What I've found to work best early on in enterprise sales is to start with a contract that keeps your core price per unit at the full price but has lower unit count. For example, if your volume axis is per seat, start with a lower number of seats to convince the customer of the value. The contract value will increase as you prove your value and the customer expands usage (and eventually feature needs).
SaaS Pricing 201
Once you’ve mastered the basics, there is a whole slew of more advanced elements to consider. I don’t have space to dive into them here (perhaps in a future post), but 201 topics include:
How can I use pricing to strengthen my product and my competitive moat?
Hint: Think about ways to use pricing levers to increase the amount of useful data you get from your customers.
How should I think about pricing the professional services needed to deploy my software?
Hint: Fight the urge to charge a lot here. Cover costs but don’t get hooked on the services revenue drug.

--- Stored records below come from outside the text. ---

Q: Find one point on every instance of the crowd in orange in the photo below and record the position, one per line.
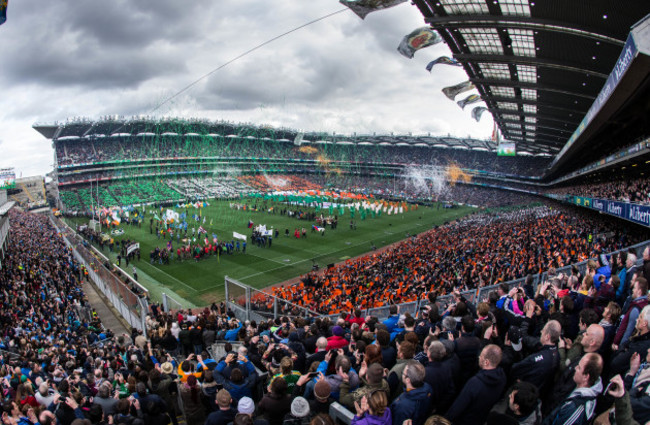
(474, 252)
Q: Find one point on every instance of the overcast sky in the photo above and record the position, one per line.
(73, 58)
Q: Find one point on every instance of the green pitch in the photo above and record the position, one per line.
(200, 283)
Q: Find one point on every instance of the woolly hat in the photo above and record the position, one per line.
(514, 335)
(375, 374)
(246, 406)
(299, 407)
(223, 398)
(167, 368)
(322, 390)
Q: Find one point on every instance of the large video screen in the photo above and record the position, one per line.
(7, 178)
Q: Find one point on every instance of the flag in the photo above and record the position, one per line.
(3, 11)
(445, 60)
(418, 39)
(363, 7)
(477, 112)
(452, 91)
(472, 98)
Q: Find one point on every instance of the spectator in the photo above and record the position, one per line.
(521, 404)
(300, 413)
(413, 403)
(579, 406)
(276, 403)
(481, 392)
(190, 394)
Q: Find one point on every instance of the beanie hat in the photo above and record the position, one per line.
(300, 407)
(246, 406)
(375, 374)
(322, 390)
(223, 398)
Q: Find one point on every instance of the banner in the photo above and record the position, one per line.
(624, 61)
(418, 39)
(363, 7)
(472, 98)
(639, 214)
(452, 91)
(506, 149)
(477, 112)
(443, 60)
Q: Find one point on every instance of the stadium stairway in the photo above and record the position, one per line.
(109, 317)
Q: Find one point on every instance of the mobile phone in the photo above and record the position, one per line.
(611, 386)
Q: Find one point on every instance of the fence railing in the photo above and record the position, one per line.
(253, 304)
(130, 306)
(170, 304)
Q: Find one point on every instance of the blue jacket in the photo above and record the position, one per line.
(391, 322)
(414, 405)
(368, 419)
(478, 396)
(231, 335)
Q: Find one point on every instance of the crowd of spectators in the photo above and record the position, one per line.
(635, 190)
(476, 251)
(522, 356)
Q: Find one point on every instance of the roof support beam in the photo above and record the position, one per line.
(520, 22)
(533, 86)
(525, 60)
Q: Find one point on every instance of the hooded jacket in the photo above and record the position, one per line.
(413, 404)
(579, 408)
(478, 396)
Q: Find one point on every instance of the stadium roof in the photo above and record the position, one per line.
(538, 65)
(83, 128)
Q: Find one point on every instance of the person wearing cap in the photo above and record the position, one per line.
(225, 413)
(539, 367)
(414, 402)
(300, 413)
(580, 406)
(372, 410)
(322, 399)
(337, 340)
(439, 376)
(246, 406)
(276, 403)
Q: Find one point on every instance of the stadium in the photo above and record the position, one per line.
(211, 271)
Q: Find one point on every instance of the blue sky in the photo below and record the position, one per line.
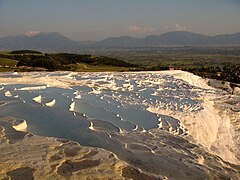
(98, 19)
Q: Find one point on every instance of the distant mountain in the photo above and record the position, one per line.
(122, 41)
(177, 38)
(54, 41)
(51, 41)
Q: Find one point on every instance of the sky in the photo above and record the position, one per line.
(97, 19)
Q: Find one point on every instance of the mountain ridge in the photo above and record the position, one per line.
(54, 41)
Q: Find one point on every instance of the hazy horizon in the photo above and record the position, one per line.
(95, 20)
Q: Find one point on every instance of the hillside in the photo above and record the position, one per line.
(62, 61)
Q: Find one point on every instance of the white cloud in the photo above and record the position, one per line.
(140, 30)
(179, 27)
(32, 33)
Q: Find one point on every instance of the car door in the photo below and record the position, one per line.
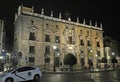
(29, 73)
(20, 74)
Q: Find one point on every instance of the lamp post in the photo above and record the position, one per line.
(54, 47)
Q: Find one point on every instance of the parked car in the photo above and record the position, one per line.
(24, 73)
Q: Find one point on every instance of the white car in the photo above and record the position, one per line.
(24, 73)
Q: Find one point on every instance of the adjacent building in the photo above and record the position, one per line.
(43, 41)
(111, 48)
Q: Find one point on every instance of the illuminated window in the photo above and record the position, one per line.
(98, 44)
(88, 43)
(47, 50)
(81, 43)
(57, 40)
(32, 49)
(47, 38)
(70, 39)
(32, 36)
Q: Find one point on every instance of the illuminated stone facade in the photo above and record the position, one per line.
(1, 35)
(36, 34)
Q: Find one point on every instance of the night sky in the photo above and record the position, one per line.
(102, 11)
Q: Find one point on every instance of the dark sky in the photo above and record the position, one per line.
(105, 11)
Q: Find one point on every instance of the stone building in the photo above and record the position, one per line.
(1, 35)
(43, 40)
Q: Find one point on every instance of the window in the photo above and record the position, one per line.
(98, 44)
(80, 32)
(32, 36)
(47, 38)
(32, 49)
(47, 50)
(70, 39)
(88, 33)
(81, 43)
(57, 40)
(89, 43)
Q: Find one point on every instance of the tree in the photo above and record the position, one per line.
(70, 59)
(104, 60)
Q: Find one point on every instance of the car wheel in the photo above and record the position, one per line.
(9, 80)
(36, 77)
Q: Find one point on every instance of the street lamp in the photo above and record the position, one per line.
(54, 47)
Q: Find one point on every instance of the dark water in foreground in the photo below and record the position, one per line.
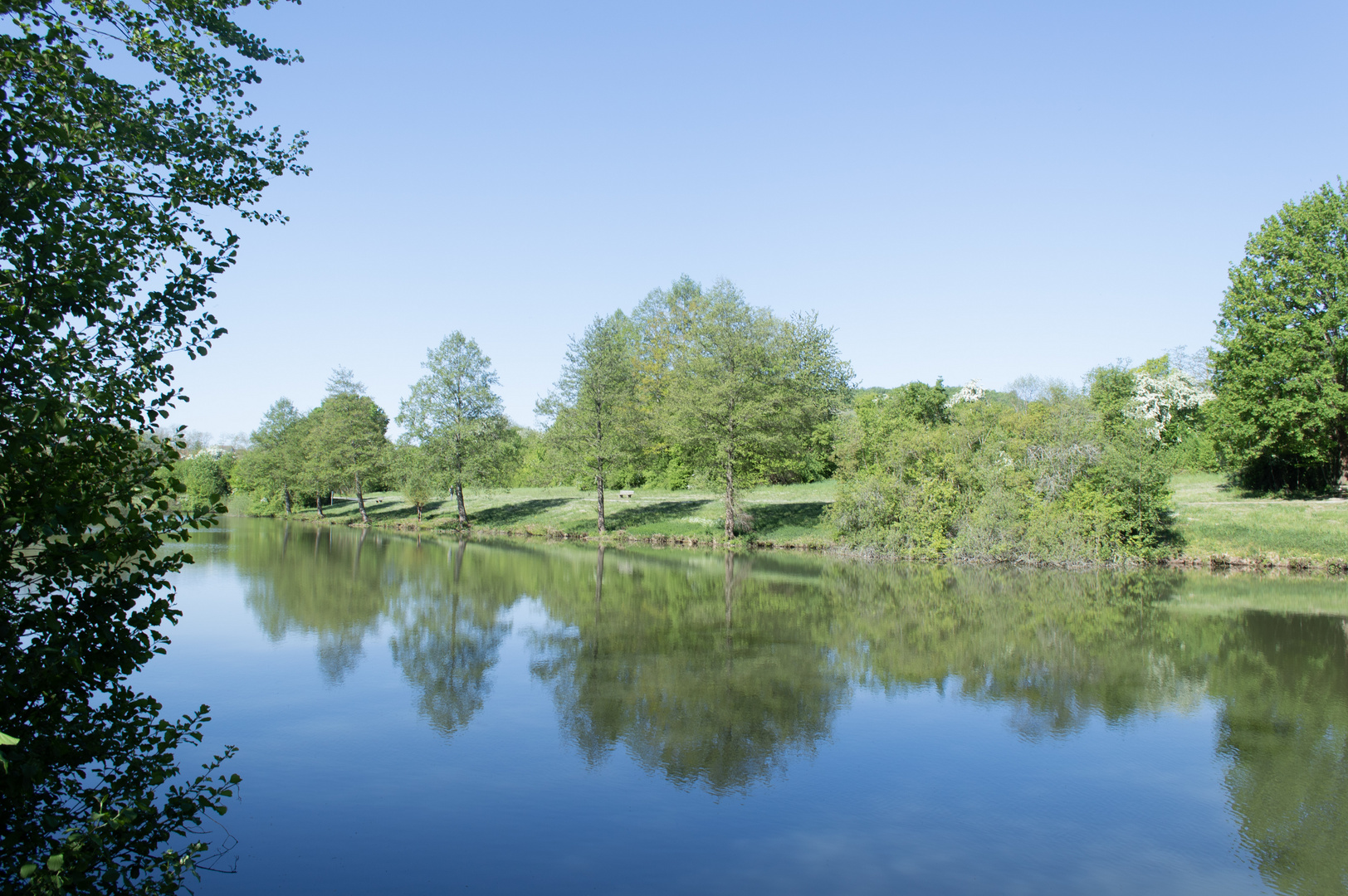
(526, 717)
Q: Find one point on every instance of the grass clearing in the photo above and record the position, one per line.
(1216, 519)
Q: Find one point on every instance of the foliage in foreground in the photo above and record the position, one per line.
(105, 259)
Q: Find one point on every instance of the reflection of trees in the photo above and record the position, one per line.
(1283, 684)
(717, 670)
(445, 647)
(678, 662)
(332, 582)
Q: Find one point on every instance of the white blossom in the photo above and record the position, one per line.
(972, 391)
(1157, 399)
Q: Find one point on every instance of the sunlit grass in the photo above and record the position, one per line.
(1215, 519)
(781, 512)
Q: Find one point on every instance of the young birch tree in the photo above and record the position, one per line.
(348, 440)
(725, 395)
(274, 466)
(455, 414)
(593, 406)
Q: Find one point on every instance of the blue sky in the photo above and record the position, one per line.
(963, 190)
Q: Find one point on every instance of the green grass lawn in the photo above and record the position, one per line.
(782, 514)
(1216, 519)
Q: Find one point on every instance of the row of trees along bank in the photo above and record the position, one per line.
(695, 384)
(700, 387)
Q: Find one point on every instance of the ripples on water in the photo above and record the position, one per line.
(429, 716)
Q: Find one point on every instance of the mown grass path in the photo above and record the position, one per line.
(1215, 519)
(782, 515)
(1212, 519)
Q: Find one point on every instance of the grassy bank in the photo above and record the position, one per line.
(1214, 520)
(1218, 520)
(784, 515)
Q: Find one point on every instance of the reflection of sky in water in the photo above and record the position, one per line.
(451, 749)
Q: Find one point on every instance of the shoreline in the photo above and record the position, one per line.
(1214, 562)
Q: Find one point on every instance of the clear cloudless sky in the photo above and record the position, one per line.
(971, 190)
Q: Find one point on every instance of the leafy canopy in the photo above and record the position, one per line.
(105, 259)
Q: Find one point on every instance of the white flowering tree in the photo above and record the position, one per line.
(1158, 399)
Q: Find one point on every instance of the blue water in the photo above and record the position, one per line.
(935, 785)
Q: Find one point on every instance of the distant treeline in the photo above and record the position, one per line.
(699, 388)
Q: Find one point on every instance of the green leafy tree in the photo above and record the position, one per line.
(105, 259)
(1281, 365)
(207, 479)
(596, 422)
(274, 465)
(414, 473)
(458, 419)
(347, 441)
(725, 395)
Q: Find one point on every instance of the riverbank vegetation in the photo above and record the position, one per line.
(697, 401)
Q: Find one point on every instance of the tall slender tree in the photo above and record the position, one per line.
(1281, 368)
(593, 407)
(725, 399)
(348, 437)
(455, 414)
(274, 464)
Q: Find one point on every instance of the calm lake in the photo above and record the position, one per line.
(518, 716)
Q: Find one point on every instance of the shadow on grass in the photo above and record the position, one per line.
(630, 518)
(805, 515)
(518, 512)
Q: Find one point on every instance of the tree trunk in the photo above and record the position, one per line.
(598, 487)
(1343, 458)
(360, 500)
(730, 496)
(598, 597)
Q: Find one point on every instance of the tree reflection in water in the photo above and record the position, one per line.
(717, 670)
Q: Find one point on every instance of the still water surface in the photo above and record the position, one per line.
(425, 717)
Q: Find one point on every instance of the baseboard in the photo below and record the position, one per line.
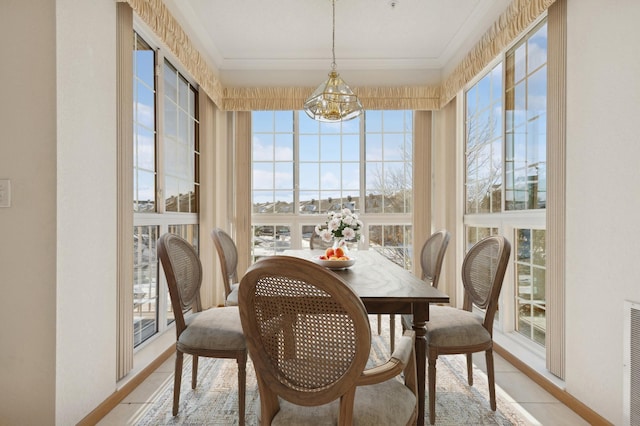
(114, 399)
(563, 396)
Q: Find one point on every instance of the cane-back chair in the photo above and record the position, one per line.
(463, 331)
(309, 338)
(228, 256)
(215, 332)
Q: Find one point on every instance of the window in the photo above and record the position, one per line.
(505, 184)
(302, 169)
(166, 184)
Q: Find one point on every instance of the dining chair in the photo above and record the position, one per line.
(309, 337)
(228, 255)
(462, 331)
(215, 332)
(431, 258)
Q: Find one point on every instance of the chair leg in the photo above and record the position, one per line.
(470, 369)
(177, 382)
(194, 372)
(491, 379)
(392, 326)
(242, 385)
(431, 376)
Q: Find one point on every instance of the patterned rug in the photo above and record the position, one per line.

How will the Pricing 101 best practices change as phenomena like AI become wider spread?
Hint: Potentially a lot. If AI-enabled tools improve productivity substantially, that could reduce the need for additional seats. Which could disrupt the per-seat pricing model SaaS companies have grown to love.
Pricing is probably the most under-discussed important topic at software startups. Hopefully this framework spurs more discussion. I’d love to hear from folks who have seen other pricing best practices to add to the discussion.
Note: To illustrate these points, I’ve used some examples from our portfolio, including Textio and Veeva.